The U.S. Chamber of Commerce, which represents more than 3 million businesses around the world, said the SEC’s move would improve the competitiveness of America’s capital markets. The Chamber has been a proponent of a convergence of global accounting standards and has urged U.S. regulators to adopt a more principles-based outlook.
“There must be an acknowledgement in dealing with complex business transactions that different, yet appropriate conclusions may sometimes be reached by different professionals,” Michael Ryan, of the Chamber of Commerce said.
In agreement was the American Institute of Certified Public Accountants. Randy Fletchall, AICPA chairman, and Barry Melancon, the association’s chief executive officer, noted in a comment letter to the SEC that they support a “single set of high-quality, comprehensive accounting standards.”

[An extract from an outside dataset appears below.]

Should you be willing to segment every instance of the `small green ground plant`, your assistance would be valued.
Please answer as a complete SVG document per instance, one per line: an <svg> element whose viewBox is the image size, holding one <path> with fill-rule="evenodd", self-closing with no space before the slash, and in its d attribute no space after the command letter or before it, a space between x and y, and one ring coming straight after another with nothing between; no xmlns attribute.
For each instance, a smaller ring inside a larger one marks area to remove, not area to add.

The AICPA also urged the SEC to gather feedback from U.S. issuers using IFRS to determine what adjustments might be needed. “We believe one common accounting language would benefit investors, as well as issuers and the capital markets, because it would facilitate the comparison of reporting entities domiciled in different countries,” Fletchall and Melancon said.
The SEC’s decision also drew praise from abroad. The International Accounting Standards Board, the overseer of IFRS, said it welcomed the move, calling it an important step towards creating a universal financial reporting language.
“We are delighted that the U.S. Securities and Exchange Commission has decided to allow non-U.S. issuers to file under IFRS without the need for reconciliation to U.S. GAAP,” Sir David Tweedie, the IASB chairman, said.